Entitlement vs. Responsibility

In the third episode of our series on entitlement, we’ll discuss a self-image that actually helps with the entitlement problem and how to replace the phrase, “I deserve” with “I am responsible.”

Also in This Episode

  • The right way and wrong way to deserve
  • How playing word games hinders our self-improvement
  • Skills for developing a self-image that will serve you both in success and in failure

Show Notes

Welcome back to MercyTalk! Today, we’re going to kick off this entitlement episode with the topic of word games. Obviously, we’re not talking about the type of games that folks like to gather ’round the table and play. We’re talking about the way we lie to ourselves and others by downplaying what’s really going on. In fact, word games actually prolong an entitled mentality. And we see this all the time in language today—romanticizing problems instead of calling them for what they really are. Townsend gives us a few examples:

  • A lack of timelines becomes “free-spiritedness”
  • An inability to follow through becomes “spontaneity”
  • A tendency to blame others for one’s failures becomes “spinning lots of plates”
  • An inability to keep promises becomes “a lack of rigidity and black-and-white thinking”
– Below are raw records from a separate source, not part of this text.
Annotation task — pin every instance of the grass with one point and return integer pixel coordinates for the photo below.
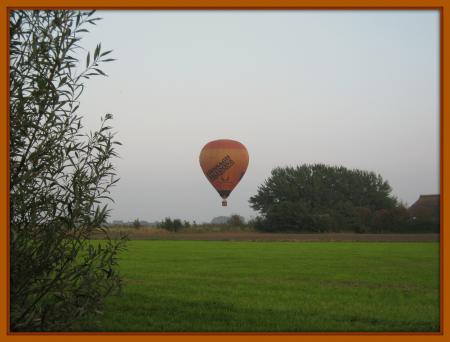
(275, 286)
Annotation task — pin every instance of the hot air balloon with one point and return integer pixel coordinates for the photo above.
(224, 163)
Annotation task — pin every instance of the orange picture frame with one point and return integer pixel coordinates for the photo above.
(440, 5)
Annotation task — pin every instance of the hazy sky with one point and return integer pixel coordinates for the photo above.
(352, 88)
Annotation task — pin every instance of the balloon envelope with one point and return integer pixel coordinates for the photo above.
(224, 163)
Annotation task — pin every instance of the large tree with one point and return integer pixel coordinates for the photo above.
(321, 198)
(60, 176)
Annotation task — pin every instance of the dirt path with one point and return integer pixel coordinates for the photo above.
(150, 234)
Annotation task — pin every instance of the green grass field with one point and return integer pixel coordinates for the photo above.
(227, 286)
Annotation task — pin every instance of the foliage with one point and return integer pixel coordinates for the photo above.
(171, 225)
(321, 198)
(236, 220)
(60, 177)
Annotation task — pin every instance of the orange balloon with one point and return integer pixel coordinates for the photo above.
(224, 163)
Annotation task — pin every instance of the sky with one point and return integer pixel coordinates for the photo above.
(353, 88)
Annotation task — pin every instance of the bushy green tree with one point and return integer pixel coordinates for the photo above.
(137, 224)
(60, 177)
(236, 220)
(320, 198)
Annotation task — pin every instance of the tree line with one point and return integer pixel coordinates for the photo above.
(321, 198)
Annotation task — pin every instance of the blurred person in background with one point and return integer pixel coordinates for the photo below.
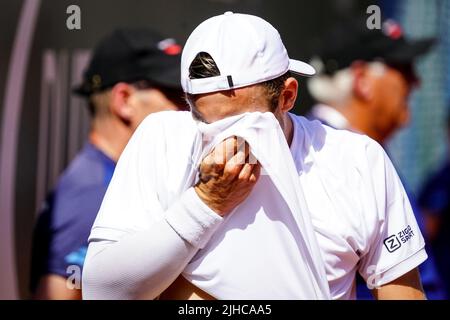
(435, 203)
(364, 83)
(133, 73)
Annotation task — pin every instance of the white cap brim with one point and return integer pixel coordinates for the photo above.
(302, 68)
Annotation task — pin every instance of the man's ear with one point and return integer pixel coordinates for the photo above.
(120, 101)
(361, 84)
(288, 95)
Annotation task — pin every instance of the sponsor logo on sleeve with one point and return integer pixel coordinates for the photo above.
(395, 241)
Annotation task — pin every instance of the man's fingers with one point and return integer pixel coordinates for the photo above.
(246, 171)
(256, 172)
(234, 166)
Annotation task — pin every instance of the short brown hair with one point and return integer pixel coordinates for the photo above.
(204, 66)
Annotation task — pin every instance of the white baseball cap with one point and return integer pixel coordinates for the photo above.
(246, 49)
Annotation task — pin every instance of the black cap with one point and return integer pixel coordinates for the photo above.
(131, 55)
(353, 40)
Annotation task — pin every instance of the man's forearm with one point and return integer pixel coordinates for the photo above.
(148, 261)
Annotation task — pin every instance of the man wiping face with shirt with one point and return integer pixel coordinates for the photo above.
(187, 216)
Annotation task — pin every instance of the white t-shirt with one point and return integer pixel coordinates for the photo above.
(359, 210)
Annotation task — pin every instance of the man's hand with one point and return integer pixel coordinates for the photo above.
(226, 177)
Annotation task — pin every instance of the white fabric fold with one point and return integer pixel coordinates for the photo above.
(266, 248)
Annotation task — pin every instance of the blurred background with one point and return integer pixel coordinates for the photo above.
(42, 125)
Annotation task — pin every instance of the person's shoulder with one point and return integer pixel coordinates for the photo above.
(335, 142)
(85, 170)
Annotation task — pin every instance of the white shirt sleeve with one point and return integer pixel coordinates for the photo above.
(137, 244)
(396, 244)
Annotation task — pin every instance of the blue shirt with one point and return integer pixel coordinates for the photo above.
(64, 224)
(436, 197)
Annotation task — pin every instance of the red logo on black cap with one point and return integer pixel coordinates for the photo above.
(170, 47)
(392, 29)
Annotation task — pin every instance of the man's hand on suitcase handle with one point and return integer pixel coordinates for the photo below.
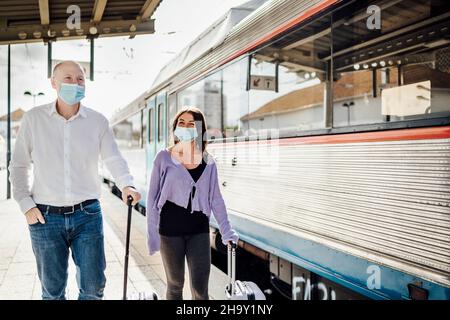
(130, 192)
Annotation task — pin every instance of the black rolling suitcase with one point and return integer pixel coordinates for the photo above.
(136, 295)
(240, 290)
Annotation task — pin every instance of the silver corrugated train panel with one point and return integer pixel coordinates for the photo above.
(388, 200)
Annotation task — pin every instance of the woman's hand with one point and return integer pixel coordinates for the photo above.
(130, 191)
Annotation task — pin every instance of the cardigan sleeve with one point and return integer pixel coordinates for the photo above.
(219, 209)
(152, 213)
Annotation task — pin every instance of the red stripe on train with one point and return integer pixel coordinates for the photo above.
(286, 26)
(307, 14)
(378, 136)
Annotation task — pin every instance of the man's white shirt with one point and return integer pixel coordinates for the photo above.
(65, 157)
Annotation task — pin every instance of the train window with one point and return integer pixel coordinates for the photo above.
(172, 108)
(128, 133)
(160, 122)
(287, 82)
(235, 98)
(206, 95)
(392, 63)
(151, 122)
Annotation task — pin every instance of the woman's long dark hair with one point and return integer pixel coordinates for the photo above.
(197, 114)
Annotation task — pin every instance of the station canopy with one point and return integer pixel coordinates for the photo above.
(23, 21)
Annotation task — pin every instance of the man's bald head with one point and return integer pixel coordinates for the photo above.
(62, 65)
(67, 72)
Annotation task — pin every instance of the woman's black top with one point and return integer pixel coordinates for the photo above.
(177, 221)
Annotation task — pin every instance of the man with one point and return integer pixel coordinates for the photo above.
(64, 140)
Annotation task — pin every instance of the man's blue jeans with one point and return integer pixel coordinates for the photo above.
(82, 233)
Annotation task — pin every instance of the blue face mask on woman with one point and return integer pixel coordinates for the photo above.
(185, 134)
(71, 93)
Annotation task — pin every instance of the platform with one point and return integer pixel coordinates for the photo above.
(18, 273)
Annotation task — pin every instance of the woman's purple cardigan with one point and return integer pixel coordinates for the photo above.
(171, 181)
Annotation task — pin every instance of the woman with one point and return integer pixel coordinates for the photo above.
(183, 191)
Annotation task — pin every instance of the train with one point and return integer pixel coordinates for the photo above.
(329, 122)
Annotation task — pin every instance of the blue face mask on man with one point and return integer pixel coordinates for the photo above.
(185, 134)
(71, 93)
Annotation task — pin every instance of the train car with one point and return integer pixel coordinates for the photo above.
(329, 121)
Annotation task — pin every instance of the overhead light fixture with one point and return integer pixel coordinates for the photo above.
(93, 30)
(22, 35)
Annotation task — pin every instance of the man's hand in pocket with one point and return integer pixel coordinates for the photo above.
(34, 215)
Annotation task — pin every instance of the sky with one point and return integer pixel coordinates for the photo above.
(124, 68)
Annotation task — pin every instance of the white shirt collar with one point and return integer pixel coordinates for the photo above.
(81, 111)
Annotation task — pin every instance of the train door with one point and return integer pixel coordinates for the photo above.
(150, 146)
(161, 120)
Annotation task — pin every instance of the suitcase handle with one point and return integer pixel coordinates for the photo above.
(231, 267)
(127, 247)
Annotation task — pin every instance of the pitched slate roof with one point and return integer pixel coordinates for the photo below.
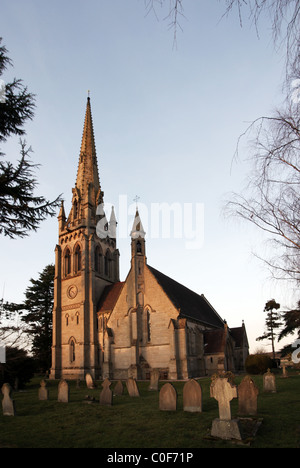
(214, 341)
(109, 297)
(189, 304)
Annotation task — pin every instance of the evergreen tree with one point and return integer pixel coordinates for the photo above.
(273, 322)
(36, 312)
(20, 210)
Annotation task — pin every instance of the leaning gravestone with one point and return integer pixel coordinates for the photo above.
(90, 381)
(247, 393)
(119, 389)
(43, 391)
(106, 397)
(8, 404)
(167, 398)
(269, 382)
(132, 387)
(224, 427)
(192, 397)
(154, 379)
(63, 391)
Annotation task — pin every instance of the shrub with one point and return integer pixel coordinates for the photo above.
(258, 363)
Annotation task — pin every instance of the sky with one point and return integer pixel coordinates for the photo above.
(167, 119)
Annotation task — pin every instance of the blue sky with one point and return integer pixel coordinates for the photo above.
(166, 121)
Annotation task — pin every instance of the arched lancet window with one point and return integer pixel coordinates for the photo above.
(75, 209)
(107, 264)
(72, 351)
(98, 260)
(148, 325)
(139, 247)
(77, 259)
(67, 262)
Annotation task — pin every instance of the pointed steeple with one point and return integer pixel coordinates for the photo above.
(87, 182)
(137, 237)
(137, 228)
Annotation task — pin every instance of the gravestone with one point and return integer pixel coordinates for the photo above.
(106, 397)
(192, 397)
(224, 427)
(247, 393)
(90, 381)
(284, 372)
(119, 389)
(132, 387)
(269, 382)
(167, 398)
(154, 379)
(8, 404)
(63, 391)
(43, 391)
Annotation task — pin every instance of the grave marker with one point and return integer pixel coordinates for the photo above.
(63, 391)
(106, 396)
(167, 398)
(8, 404)
(247, 393)
(43, 391)
(192, 397)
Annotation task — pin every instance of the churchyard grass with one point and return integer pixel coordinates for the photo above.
(136, 422)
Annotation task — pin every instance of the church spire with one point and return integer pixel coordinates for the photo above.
(87, 182)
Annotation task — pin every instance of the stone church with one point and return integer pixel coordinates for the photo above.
(120, 329)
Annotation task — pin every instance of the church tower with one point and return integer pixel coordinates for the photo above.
(86, 260)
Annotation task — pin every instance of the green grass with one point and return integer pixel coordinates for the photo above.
(138, 423)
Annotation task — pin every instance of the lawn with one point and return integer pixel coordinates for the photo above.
(138, 423)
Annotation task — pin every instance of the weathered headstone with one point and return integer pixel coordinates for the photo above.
(132, 387)
(90, 381)
(8, 404)
(224, 427)
(43, 391)
(106, 396)
(223, 391)
(247, 394)
(284, 371)
(154, 379)
(119, 389)
(269, 382)
(63, 391)
(192, 397)
(167, 398)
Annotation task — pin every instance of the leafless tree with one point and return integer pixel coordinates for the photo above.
(271, 199)
(173, 15)
(285, 20)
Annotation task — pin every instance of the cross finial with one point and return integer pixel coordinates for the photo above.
(136, 199)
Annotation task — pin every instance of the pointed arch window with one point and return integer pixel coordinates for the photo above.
(75, 209)
(107, 264)
(78, 259)
(72, 350)
(98, 260)
(67, 262)
(148, 325)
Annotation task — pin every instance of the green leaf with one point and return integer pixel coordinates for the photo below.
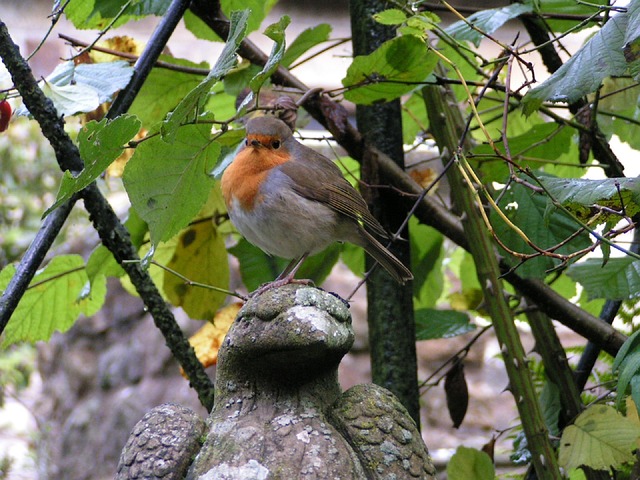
(98, 14)
(258, 10)
(631, 47)
(162, 255)
(631, 345)
(100, 143)
(415, 121)
(275, 32)
(487, 21)
(551, 406)
(56, 297)
(169, 183)
(163, 90)
(600, 438)
(199, 28)
(619, 279)
(628, 360)
(105, 78)
(470, 464)
(392, 16)
(617, 105)
(194, 101)
(390, 71)
(629, 370)
(545, 227)
(580, 195)
(200, 256)
(308, 39)
(427, 255)
(432, 323)
(584, 72)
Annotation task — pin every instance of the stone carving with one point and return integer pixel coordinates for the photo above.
(279, 411)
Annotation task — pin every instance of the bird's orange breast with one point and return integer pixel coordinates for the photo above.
(248, 171)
The problem with avoiding anything negative is that we also avoid any talk of self-improvement (because obviously, we don’t have problems). While no one wants to dwell on their issues or think about how far they have to go, the opposite side of that does us no good either. We have to first be willing to admit that we have a problem, need help, and need to change. No one wants to admit that some of the phrases we use are really just smoke screens for the issues we need to face head on. But when we stop playing games, that’s when we can get real momentum going and experience progress!
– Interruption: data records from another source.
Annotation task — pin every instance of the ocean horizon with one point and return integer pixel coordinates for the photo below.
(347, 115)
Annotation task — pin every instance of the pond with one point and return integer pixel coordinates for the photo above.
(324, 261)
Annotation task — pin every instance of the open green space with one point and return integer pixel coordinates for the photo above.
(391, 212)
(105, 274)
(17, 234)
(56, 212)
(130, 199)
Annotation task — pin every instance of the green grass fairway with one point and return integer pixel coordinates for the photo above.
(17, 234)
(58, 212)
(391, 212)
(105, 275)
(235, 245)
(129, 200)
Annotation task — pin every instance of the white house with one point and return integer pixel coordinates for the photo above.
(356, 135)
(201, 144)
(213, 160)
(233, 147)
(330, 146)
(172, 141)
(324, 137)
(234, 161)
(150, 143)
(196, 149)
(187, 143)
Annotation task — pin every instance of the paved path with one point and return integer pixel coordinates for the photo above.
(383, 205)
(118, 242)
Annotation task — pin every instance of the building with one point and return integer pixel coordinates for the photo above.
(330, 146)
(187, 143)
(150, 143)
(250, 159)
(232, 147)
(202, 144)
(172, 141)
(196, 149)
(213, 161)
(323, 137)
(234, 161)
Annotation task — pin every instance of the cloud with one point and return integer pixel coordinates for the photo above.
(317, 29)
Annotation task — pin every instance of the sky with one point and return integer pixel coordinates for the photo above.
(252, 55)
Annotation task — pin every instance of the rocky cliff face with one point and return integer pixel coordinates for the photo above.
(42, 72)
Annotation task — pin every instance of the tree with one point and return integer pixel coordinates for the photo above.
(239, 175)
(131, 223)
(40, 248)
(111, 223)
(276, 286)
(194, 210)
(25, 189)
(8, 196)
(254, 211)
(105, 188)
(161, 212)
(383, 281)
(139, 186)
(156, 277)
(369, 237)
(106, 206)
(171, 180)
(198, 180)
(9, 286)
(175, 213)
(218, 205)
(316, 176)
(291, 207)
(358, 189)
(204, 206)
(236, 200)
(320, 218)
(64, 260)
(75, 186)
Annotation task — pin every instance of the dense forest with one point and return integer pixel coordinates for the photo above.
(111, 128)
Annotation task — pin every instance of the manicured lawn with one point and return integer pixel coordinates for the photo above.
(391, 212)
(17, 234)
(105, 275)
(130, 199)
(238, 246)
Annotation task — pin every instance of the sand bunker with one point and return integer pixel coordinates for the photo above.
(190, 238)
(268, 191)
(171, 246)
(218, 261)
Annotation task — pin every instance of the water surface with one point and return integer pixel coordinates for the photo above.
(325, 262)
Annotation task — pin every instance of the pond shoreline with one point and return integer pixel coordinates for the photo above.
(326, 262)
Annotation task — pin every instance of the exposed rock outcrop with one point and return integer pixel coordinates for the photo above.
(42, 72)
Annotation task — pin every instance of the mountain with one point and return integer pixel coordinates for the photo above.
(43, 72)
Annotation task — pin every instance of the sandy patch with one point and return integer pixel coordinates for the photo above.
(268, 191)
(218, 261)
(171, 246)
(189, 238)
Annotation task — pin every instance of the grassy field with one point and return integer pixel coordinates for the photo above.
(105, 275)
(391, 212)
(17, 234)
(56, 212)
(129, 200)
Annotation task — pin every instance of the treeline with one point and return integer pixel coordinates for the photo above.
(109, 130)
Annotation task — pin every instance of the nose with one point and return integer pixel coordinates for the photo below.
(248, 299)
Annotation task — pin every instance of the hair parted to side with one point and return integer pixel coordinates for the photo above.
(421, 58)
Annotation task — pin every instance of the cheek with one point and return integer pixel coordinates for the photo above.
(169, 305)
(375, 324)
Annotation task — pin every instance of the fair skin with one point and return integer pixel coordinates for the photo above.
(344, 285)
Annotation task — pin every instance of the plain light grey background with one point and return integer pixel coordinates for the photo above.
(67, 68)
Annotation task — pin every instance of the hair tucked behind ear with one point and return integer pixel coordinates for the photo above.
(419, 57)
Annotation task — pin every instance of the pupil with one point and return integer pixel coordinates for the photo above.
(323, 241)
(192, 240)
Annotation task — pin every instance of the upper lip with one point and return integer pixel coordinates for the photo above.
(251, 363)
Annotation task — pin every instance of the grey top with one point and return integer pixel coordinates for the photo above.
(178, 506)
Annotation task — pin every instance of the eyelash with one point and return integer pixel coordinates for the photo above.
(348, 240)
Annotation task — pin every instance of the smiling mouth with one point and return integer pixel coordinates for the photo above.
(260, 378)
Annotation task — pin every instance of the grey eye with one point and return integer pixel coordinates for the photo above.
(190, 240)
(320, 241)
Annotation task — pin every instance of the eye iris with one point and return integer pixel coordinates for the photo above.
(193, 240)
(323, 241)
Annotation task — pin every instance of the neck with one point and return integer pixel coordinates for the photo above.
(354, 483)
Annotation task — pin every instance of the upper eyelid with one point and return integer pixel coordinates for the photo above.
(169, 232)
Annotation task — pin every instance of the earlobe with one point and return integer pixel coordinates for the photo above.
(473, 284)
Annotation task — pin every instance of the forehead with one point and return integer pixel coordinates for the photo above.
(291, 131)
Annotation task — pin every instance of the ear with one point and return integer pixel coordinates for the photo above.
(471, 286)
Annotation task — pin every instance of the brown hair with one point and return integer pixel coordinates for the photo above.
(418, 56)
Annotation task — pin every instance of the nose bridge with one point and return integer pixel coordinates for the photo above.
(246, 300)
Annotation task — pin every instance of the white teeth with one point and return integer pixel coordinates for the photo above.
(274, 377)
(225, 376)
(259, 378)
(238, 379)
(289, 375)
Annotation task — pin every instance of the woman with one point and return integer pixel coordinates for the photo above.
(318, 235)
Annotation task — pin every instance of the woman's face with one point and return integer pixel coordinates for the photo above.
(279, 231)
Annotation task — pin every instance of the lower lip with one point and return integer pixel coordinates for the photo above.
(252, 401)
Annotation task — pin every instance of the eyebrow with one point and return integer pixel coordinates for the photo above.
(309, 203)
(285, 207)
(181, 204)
So let’s shift for a second and talk about the phrase “I deserve…” Most of us have said it at one time or another, and most of us are familiar with the idea that “I deserve” encourages an entitled attitude. However, there are actually two different contexts when it comes to this phrase:

  • An earned right: when you perform to a satisfactory standard in your work and deserve appropriate compensation.
  • A contractual right to some good thing: when some legal entity confers a right onto a person (example: Constitution of the United States).

This is more helpful when considering phrases like, “I deserve a great job,” “I deserve a great marriage,” etc. While everyone wants those things, no one has promised any of them to us. Instead, a more effective phrase to use is “I am responsible.” While “I deserve” gives the expectation that some external force or person is going to give us what we need/want, “I am responsible” calls us to action. Is says that we play a part in making the world a better place. “I deserve” comes off as demanding, while “I am responsible” expresses vulnerability and need. “I deserve” conveys special privilege, while “I am responsible” expresses, “I’ll get in the back of the line like everyone else.” This puts ownership back in the “court” of the individual, instead of living like everyone else owes you something.

Let’s talk about how a healthy self-image plays a role in curing the disease of entitlement. While being honest about our weaknesses can actually be helpful, so can being positive about our strengths. Psalm 139 (NIV) says, I praise You because I am fearfully and wonderfully made… God doesn’t make junk. Owning the things that are positive about us can, in turn, help us operate with others in a healthier way (greater empathy for others, the ability to work hard and be diligent, etc.). This goes back to the whole idea behind the phrase, “hurt people hurt people” and “free people free people!”